# 強化学習

In [3]:
from __future__ import division
import numpy as np
import random
import warnings
import gym
import math
import matplotlib.pyplot as plt
%matplotlib inline
import seaborn

## 多腕バンディット問題

### greedy algorithm

In [6]:
#引数 -> dict {方策名(番号?), [プレイした回数,報酬の和]}
#return -> 選択した方策
def greedy(status_dict, n):
    dict_keys = status_dict.keys()
    play_num_ary = np.array([status_dict[key][0] for key in dict_keys])
    if np.min(play_num_ary) < n:
        return play_num_ary[np.argmin(play_num_ary)]
    else:
        mu_lst = np.array([status_dict[key][1] / status_dict[key][0] for key in dict_keys])
        return dict_keys[np.argmax(mu_lst)]

### ε-greedy algorithm

In [59]:
#引数 -> dict {方策名(番号?), [プレイした回数,報酬の和]}
#return -> 選択した方策
def eps_greedy(status_dict, eps):
    dict_keys = status_dict.keys()
    play_num_ary = np.array([status_dict[key][0] for key in dict_keys])
    if np.min(play_num_ary) == 0:
        return dict_keys[np.argmin(play_num_ary)]
    if np.random.rand() <= eps:
        return random.choice(np.array(dict_keys))
    else:
        mu_lst = np.array([status_dict[key][1] / status_dict[key][0] for key in dict_keys])
        return dict_keys[np.argmax(mu_lst)]
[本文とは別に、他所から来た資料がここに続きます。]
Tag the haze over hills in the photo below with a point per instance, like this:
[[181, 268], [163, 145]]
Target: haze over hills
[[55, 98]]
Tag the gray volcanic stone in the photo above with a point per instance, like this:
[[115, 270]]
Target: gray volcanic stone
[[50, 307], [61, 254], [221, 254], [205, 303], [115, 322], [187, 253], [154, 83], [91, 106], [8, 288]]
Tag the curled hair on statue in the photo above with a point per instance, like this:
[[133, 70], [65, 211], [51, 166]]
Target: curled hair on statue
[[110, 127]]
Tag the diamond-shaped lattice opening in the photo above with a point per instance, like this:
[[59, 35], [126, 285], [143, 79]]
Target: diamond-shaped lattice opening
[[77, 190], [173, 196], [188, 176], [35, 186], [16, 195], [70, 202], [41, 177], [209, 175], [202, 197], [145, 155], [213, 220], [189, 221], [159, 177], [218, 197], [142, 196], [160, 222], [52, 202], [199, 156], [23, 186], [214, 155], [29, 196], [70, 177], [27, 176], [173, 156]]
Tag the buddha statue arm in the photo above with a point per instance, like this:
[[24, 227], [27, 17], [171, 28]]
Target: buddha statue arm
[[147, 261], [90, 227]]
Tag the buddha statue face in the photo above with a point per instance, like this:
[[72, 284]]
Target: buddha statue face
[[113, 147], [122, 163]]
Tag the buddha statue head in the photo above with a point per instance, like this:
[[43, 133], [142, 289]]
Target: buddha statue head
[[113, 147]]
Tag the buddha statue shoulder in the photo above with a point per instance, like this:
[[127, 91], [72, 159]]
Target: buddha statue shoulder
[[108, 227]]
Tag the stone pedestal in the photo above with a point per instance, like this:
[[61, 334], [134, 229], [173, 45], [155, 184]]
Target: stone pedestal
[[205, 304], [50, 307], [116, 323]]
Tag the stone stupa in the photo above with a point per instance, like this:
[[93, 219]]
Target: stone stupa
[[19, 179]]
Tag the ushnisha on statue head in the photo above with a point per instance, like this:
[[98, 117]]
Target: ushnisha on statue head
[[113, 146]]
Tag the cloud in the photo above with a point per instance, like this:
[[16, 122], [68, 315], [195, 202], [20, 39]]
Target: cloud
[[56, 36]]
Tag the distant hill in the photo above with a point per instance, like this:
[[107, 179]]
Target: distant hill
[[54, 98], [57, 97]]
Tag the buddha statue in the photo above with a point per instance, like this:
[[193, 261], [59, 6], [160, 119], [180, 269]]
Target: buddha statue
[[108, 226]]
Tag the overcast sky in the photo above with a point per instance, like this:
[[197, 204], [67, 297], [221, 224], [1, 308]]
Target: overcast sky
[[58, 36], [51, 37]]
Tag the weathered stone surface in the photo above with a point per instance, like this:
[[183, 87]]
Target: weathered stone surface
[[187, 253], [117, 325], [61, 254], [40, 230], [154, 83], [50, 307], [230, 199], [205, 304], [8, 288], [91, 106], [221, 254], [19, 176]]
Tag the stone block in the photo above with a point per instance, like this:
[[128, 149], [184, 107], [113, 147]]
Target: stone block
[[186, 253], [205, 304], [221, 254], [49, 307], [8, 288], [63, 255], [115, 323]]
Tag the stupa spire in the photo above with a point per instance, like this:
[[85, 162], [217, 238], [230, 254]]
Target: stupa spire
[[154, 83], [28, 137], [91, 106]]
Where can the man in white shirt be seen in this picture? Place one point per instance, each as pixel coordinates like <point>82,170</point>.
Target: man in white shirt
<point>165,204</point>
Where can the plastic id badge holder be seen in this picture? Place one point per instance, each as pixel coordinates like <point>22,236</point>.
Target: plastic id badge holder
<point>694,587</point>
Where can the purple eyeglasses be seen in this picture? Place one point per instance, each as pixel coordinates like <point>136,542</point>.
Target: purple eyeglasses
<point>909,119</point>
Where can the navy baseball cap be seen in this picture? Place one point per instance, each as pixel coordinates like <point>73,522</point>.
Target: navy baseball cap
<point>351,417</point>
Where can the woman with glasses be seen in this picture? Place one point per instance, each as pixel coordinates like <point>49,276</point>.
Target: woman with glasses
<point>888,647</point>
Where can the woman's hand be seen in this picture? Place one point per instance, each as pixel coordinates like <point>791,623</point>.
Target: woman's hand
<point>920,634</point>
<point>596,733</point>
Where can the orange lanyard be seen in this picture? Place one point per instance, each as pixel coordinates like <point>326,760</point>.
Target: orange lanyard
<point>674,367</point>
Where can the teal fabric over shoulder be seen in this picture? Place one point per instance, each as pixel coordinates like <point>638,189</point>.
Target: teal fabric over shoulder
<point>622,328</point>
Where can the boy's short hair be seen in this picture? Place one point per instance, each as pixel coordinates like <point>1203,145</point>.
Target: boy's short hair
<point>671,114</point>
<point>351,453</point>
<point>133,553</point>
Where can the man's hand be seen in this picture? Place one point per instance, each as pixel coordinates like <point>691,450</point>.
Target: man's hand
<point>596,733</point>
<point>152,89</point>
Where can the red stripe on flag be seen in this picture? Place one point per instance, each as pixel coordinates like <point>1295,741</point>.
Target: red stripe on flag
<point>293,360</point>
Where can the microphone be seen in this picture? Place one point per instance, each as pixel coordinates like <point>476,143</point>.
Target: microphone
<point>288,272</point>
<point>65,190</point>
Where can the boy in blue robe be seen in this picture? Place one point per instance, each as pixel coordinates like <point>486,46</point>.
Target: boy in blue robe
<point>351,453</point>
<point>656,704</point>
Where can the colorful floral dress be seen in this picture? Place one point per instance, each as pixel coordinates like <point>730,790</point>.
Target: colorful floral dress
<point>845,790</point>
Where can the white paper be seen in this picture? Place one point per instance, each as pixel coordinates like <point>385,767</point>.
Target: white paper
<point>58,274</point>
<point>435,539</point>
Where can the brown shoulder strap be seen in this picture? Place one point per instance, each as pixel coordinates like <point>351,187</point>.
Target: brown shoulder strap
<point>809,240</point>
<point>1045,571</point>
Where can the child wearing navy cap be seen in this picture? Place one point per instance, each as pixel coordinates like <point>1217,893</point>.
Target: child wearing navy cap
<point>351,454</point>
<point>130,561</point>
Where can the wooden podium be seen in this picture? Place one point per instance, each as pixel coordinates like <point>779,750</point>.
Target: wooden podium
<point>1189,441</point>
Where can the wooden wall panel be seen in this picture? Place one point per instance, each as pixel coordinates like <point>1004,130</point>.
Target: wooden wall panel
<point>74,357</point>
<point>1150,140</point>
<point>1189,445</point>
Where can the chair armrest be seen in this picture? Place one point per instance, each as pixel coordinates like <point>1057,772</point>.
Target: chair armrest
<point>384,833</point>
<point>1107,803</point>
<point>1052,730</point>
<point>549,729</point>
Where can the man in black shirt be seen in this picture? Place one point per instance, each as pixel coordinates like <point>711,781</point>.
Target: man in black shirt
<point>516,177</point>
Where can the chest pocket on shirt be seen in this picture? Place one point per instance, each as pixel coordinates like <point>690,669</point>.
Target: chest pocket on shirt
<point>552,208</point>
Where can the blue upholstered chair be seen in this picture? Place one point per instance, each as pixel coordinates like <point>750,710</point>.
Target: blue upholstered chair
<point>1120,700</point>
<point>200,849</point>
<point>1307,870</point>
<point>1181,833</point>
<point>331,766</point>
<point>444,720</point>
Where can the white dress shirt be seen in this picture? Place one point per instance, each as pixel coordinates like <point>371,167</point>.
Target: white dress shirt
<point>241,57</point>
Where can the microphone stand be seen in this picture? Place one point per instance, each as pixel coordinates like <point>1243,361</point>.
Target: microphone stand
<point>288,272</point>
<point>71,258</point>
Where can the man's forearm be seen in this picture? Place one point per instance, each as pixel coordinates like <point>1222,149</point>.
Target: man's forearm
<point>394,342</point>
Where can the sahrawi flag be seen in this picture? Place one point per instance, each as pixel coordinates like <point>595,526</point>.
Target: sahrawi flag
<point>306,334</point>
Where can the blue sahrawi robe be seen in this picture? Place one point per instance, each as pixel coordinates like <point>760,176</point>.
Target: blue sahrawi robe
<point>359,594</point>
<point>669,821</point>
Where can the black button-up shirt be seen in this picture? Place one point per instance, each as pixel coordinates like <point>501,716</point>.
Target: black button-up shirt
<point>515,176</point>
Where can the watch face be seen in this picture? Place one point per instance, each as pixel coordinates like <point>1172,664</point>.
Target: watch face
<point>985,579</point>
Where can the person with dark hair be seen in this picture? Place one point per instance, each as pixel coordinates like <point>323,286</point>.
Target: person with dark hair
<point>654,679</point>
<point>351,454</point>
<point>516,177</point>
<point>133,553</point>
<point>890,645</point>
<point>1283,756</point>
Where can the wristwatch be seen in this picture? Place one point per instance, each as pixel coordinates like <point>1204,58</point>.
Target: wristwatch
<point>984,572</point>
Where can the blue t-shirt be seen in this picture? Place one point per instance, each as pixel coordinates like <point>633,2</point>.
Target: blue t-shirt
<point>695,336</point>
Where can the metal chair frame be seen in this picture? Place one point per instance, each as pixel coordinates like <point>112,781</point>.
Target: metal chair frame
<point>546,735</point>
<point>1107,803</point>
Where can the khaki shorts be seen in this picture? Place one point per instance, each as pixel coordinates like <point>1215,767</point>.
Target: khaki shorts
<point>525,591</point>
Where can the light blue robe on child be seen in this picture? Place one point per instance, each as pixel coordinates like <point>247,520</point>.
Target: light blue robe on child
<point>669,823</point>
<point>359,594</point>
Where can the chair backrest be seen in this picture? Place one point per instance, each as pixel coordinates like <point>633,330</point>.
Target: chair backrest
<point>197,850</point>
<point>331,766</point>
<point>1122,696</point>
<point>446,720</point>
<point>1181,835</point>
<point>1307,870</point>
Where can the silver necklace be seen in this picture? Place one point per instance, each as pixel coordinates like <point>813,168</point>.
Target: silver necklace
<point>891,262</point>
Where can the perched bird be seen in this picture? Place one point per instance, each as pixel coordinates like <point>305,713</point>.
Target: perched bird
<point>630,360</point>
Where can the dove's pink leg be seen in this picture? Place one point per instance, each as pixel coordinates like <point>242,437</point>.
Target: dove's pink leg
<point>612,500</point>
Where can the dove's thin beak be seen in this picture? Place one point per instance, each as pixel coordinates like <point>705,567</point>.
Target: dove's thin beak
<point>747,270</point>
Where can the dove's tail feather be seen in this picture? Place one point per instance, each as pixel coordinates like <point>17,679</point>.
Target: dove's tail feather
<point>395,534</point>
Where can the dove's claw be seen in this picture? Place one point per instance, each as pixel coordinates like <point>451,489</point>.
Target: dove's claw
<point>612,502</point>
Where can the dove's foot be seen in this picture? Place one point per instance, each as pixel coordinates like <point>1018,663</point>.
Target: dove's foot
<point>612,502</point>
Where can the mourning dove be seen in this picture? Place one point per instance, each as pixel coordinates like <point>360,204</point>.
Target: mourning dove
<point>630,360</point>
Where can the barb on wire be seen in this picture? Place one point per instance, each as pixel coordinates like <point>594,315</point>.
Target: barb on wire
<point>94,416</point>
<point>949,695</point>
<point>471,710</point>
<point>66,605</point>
### 楽観的初期値法(optimistic initial values)

In [6]:
#引数 -> dict {方策名(番号?), [プレイした回数,報酬の和]}, r_sup : 各腕からの報酬の上界, K : r_supが観測された(見積もり)回数
#return -> 選択した方策
def optimistic_init_val(status_dict, r_sup, K=1):
    dict_keys = status_dict.keys()
    print dict_keys
    mu_lst = np.array([(status_dict[key][1] + K * r_sup) / (status_dict[key][0] + K) for key in dict_keys])
    print mu_lst
    return dict_keys[np.argmax(mu_lst)]

### UCB1 (Upper Confidence Bound) algorithm

In [13]:
#引数 -> dict {方策名(番号?), [プレイした回数,報酬の和]}, R : はらいもどしがくん最大値と最小値の差
#return -> 選択した方策
def UBC1(status_dict, R):
    dict_keys = status_dict.keys()
    play_num_ary = np.array([status_dict[key][0] for key in dict_keys])
    if np.min(play_num_ary) == 0:
        return dict_keys[np.argmin(play_num_ary)]
    mu_lst = np.array([status_dict[key][1] / status_dict[key][0] for key in dict_keys])
    U_bunshi = 2 * math.log(np.sum(play_num_ary))
    U_lst = np.array([R * math.sqrt(U_bunshi / status_dict[key][0]) for key in dict_keys])
    return dict_keys[np.argmax(mu_lst+U_lst)]  

### スロットの定義

In [None]:
#結果のプロットはmatplotlibのstackplotでできそう
#prob_reward_lst -> [[0.8, 8], [0.2, 1]]
class slot:
    def __init__(self, name, prob_reward_lst):
        self.name = name
        self.prob_reward_lst = prob_reward_lst
        self.played_num = 0
        self.total_reward = 0
        
    def convert_pr_dict(self):
        start = 0
        self.pr_range = []
        for ele in self.prob_reward_lst:
            self.pr_range.append([[start, start+ele[0]], ele[1]])
            start += ele[0]
        if not start == 1: #もし確率が1出なかったらエラー
            warnings.warn('Illegal reward function!!!')
    
    def turn(self):
        self.played_num += 1
        prob = np.random.rand()
        for ele in self.prob_reward_lst:
            #線形探索じゃなく2分探索とかしてもいいけどn自体が大きくないから無視
            #境界だったらlistの先頭に近い方を優先 -> どっちかをランダム選択の方がいい？
            if (ele[0][0] <= prob) and (prob <= ele[0][1]):
                self.total_reward += ele[1]
                return ele[1]
        return None
    
    def get_name(self):
        return self.name
    
    def get_status_dict(self):
        return {self.name : [self.played_num, self.total_reward]}

### ゲームの定義

In [None]:
R = 20
PLAY_NUM = 1000
TIME_STEP = 1000
arm_a  = slot("a", [[0.2, R], [0.8, 0]])
arm_b  = slot("b", [[0.3, R], [0.7, 0]])
arm_c  = slot("c", [[0.4, R], [0.6, 0]])
arm_d  = slot("d", [[0.5, R], [0.5, 0]])

arms_status_dict = {}

for arm in arms_lst: #armのstatus dictの初期化
    arms_status_dict.updata(arm.get_status_dict)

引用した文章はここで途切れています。